Seatbelts should be checked for proper tension and performance, but many other parts of the vehicle should be inspected too.

Talk with your supervisor to see what specific items need to be checked before every shift.

Forklift Use

Forklift Pre Operation Inspection Checklist

Forklifts are used to lift heavy loads and as we’ve mentioned they are dangerous if they malfunction or break down.

When a forklift is being repaired or replaced, you need to report any problems to the supervisor and maintenance manager right away.

If there are sparks or flames coming out from the engine, the machine should be taken off the job site until repairs are made. This may be an overheating issue and is a hazardous situation.

A simple fuel leak could cause a fire or explosion. A damaged forklift can cause serious damage to people or property so when a fuel leak occurs, the forklift should not be used until repairs are made.

Ongoing Maintenance

Consistent maintenance will help reduce the need for repairs. Keep the forklift clean and free of oil.

Follow the company’s schedule for maintenance and monitor the truck’s conditions and go through the maintenance procedures that should be provided to you when you started the job role or purchased the forklift.

A pre-operation check done by the company every day could increase productivity and lessen downtime.

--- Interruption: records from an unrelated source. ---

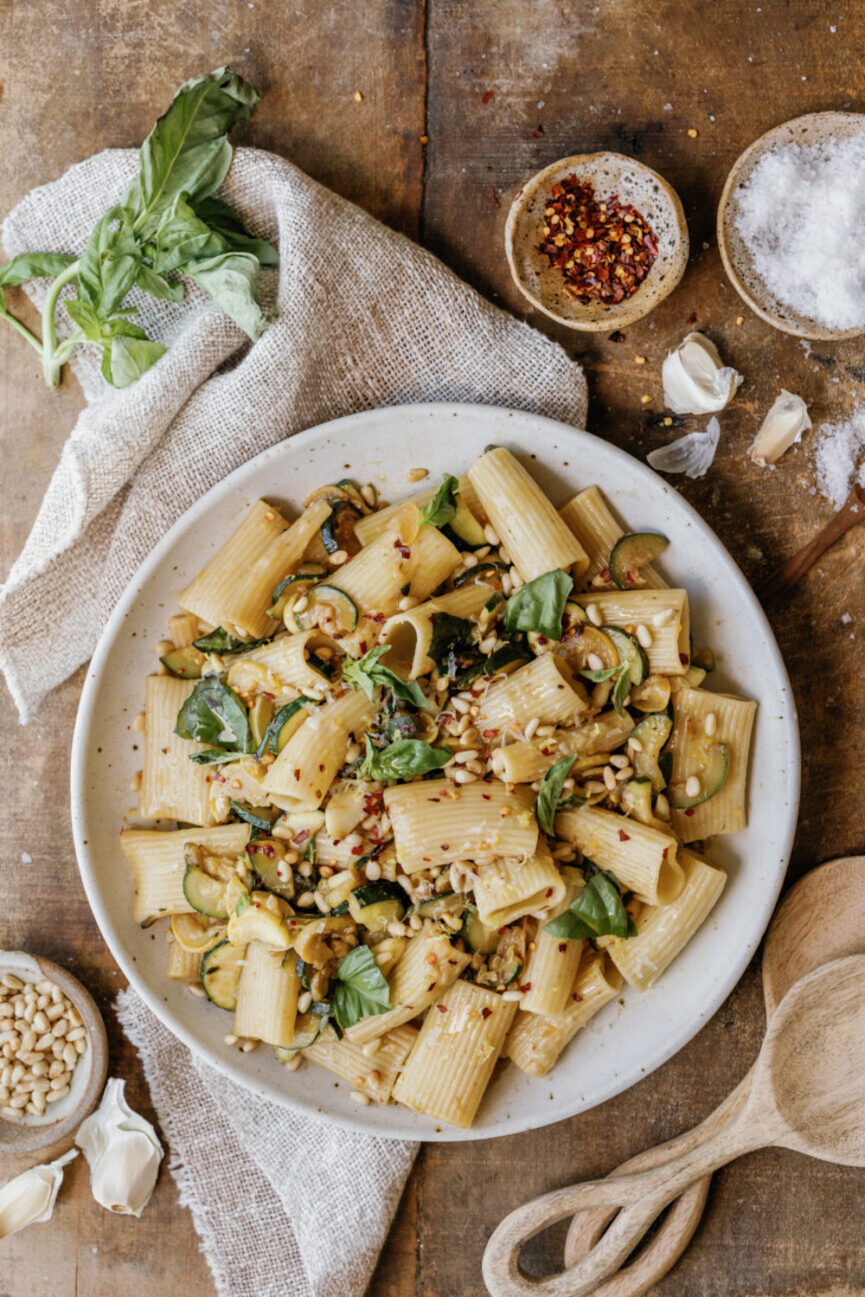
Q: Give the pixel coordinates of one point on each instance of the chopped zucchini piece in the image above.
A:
(651, 733)
(630, 554)
(710, 771)
(186, 662)
(221, 970)
(330, 608)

Safety should always come before anything else.

Digital c+Checklists

The world of modern technology has provided the basis to make many jobs easier and it’s no different in the building industry.

Forklift apps allow forklift drivers to perform inspections faster. They also allow you to automate paperless processes.

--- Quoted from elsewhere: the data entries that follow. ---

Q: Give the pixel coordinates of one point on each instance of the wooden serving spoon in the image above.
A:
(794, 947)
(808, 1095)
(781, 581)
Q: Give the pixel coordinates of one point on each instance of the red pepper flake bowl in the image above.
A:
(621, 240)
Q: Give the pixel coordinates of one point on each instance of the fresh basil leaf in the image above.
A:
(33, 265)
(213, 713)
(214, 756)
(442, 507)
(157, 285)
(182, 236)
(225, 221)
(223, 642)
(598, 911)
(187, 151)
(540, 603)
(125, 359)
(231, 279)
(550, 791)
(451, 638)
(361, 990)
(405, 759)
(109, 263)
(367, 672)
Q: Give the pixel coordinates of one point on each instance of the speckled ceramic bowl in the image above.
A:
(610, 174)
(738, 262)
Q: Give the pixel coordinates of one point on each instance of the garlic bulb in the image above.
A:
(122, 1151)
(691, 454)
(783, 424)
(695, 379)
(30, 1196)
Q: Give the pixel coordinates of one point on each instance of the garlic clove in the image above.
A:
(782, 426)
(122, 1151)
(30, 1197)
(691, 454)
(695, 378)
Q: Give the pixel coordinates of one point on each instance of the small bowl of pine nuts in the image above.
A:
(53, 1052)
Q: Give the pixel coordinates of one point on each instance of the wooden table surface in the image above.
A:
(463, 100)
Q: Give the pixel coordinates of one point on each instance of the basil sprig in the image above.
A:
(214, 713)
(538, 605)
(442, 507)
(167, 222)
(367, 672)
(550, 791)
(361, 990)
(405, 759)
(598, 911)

To use this modern feature all forklift drivers need during inspections is a smartphone. This eliminates paperwork and saves time.

Your forklift drivers can take pictures, annotate them, generate reports, and generate instant reports. Forklift apps enable users to easily schedule and assign tasks to operators within the app’s dashboard.

Operators can also communicate with customers and other employees about issues and problems. This allows users to quickly respond to customer complaints and requests.

iAuditor is an app that streamlines factory inspections. It helps companies make sure that workers are following safety procedures.

Extra Precautions

Although not a legal requirement portable fire extinguishers should be equipped on all forklifts operating in areas where there are potential hazards.

The employer must maintain the extinguisher according to the requirements of 1910-157. The employer cannot remove or modify the extinguisher without written permission from the forklift manufacturer.

The NFPA standard for type designations, areas of use, maintenance and operations of powered industrial trucks, includes requirements for fire extinguishers.

The NFPA standard for fire extinguishers specifies that portable fire extinguishers shall be located as recommended by the manufacturer.

Operators must receive training regarding the proper use of fire extinguishers.

OSHA requires forklifts to have horns. Horns are required by law, but you should check if your forklift has them before using them.

You could also make sure there aren’t any obstacles blocking your view when driving.


As we’ve discovered A forklift can cause serious damage if it isn’t in working order. Operators must remove vehicles that are unsafe or in need of repairs before operation.

Operators should record the problems on a log and report them to supervisors. Only qualified operators can operate forklifts, and they must follow safety regulations.

Wheel Clock Requirements

Commercial motor vehicles are no longer required to use wheel chocks when parking at loading docks because of an agreement between the FMCSA and OSHA.

Therefore, OSHA’s wheel-chocking rules do not apply to these vehicles, however, commercial vehicles must be equipped with a parking brake system.

A parking brake system must be installed in every commercial vehicle made after 1990. Vehicles without this safety feature should be pulled off the road.

Trucks are required to use chocking blocks to protect people who might get caught under them if they move while stopped.

Chocking blocks are used to stop the truck’s wheels and prevent it from moving when it is parked.


Operating a large mechanical machine certainly does bring with it many risks but with regular checks and appropriate maintenance, risks can be reduced.